Long-lost footage has emerged from Jerry Lewis' never-released Holocaust movie
There are legendary bad movies, and then there's the legendary bad movie. In 1972, Jerry Lewis attempted to make a Holocaust drama, The Day The Clown Cried. Lewis played a clown who was arrested by the Nazis for making fun of the regime, and then sent to a concentration camp, where he attempts to cheer up the children imprisoned there, ending with a macabre scene where he voluntarily goes with the kids into the gas chamber to ease their final moments.
The finished product ended up being so unwatchable that Lewis suppressed all copies of the film, and only a handful of people have ever actually seen the movie. One of those—Simpsons actor Harry Shearer—described it as reaching an unattainable pinnacle of ill-conceived badness: "This was a perfect object. This movie is so drastically wrong, its pathos and its comedy are so wildly misplaced, that you could not, in your fantasy of what it might be like, improve on what it really is."

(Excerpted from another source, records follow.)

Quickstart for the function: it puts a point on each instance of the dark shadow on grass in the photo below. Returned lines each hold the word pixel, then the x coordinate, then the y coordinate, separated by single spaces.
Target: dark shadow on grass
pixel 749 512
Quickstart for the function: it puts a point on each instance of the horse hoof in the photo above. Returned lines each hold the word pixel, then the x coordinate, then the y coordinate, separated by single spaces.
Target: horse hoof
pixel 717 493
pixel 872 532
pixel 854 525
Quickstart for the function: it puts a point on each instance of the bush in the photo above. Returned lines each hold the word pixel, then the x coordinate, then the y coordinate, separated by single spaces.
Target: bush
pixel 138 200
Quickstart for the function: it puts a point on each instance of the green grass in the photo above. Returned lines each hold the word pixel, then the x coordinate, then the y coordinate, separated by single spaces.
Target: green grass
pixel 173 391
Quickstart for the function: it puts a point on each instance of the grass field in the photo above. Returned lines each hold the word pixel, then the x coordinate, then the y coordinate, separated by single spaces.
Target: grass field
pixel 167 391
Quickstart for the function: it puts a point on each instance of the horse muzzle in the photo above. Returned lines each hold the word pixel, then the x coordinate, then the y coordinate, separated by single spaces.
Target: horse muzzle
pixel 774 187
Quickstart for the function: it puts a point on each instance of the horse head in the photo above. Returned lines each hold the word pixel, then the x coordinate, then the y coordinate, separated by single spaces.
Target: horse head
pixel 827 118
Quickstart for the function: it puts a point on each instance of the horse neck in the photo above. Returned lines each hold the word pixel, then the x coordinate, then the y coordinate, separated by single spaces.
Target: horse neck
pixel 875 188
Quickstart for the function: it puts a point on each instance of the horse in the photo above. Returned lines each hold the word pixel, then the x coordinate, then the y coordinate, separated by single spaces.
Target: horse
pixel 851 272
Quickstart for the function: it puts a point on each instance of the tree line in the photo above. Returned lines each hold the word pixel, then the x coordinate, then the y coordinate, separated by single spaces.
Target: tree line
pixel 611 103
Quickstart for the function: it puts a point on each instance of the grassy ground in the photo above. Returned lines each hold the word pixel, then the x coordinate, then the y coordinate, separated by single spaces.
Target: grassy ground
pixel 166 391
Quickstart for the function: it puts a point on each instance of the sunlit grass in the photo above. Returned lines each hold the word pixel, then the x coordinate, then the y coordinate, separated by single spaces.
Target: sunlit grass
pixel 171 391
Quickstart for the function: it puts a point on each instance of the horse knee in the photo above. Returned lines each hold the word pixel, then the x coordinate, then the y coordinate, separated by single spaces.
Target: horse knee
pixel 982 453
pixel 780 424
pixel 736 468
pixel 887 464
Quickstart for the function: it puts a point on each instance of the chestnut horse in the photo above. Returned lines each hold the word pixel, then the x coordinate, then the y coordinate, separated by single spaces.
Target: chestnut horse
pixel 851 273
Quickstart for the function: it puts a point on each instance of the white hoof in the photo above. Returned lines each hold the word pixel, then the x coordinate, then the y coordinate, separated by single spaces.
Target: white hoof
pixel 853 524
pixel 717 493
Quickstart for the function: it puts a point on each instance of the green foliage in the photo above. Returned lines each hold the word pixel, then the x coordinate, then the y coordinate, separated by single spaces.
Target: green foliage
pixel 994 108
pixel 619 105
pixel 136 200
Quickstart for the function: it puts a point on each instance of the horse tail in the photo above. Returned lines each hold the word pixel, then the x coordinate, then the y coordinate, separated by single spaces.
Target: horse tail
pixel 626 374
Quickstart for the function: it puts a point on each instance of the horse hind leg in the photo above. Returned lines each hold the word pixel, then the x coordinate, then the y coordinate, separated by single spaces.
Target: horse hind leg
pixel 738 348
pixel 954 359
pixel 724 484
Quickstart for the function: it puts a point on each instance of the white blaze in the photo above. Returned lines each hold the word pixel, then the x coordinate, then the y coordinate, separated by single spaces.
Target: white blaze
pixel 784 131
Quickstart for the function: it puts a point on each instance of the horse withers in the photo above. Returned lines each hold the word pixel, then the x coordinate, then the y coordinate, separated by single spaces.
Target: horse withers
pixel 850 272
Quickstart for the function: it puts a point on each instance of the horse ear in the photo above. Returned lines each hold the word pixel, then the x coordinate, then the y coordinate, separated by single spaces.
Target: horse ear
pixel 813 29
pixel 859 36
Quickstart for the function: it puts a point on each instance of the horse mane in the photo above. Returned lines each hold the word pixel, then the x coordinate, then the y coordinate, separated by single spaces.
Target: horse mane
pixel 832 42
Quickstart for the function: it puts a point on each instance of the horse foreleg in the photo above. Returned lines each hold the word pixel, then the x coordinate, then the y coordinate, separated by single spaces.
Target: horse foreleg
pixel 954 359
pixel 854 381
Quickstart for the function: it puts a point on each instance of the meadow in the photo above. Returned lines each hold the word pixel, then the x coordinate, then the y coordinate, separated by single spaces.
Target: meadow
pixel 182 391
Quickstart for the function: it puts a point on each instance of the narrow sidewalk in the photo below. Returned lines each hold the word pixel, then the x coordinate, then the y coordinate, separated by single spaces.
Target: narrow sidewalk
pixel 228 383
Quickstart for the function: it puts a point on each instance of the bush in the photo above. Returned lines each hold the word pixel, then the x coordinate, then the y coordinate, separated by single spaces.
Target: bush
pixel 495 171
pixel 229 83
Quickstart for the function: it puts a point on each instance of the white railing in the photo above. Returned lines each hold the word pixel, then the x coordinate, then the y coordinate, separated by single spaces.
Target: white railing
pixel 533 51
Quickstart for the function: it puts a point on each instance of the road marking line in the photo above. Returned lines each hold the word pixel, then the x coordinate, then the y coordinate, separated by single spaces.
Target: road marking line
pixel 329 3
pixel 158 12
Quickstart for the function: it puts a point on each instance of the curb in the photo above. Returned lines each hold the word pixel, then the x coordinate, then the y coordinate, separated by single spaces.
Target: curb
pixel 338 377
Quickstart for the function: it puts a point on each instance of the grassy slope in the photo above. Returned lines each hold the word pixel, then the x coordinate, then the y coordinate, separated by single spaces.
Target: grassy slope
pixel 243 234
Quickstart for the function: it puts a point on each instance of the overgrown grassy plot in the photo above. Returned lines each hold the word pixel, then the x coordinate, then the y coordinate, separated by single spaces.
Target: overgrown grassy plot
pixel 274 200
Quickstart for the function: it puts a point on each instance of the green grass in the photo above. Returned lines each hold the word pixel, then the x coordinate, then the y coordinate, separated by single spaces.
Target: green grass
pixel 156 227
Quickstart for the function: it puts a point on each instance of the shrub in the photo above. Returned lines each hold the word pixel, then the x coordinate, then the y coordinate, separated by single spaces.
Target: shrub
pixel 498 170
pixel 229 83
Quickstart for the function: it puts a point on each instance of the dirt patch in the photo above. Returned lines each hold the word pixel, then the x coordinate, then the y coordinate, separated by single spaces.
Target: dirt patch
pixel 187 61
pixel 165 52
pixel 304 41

And yet, much like life in a dinosaur theme park, the Internet finds a way. For the first time ever, footage of the film has surfaced. Much of it seems to be from rehearsals, as we see a circus big top with no crowd, and some odd voiceover that was perhaps destined for a trailer. But it's a fascinating glimpse of one of the strangest and least-viewed pieces of Hollywood ephemera out there.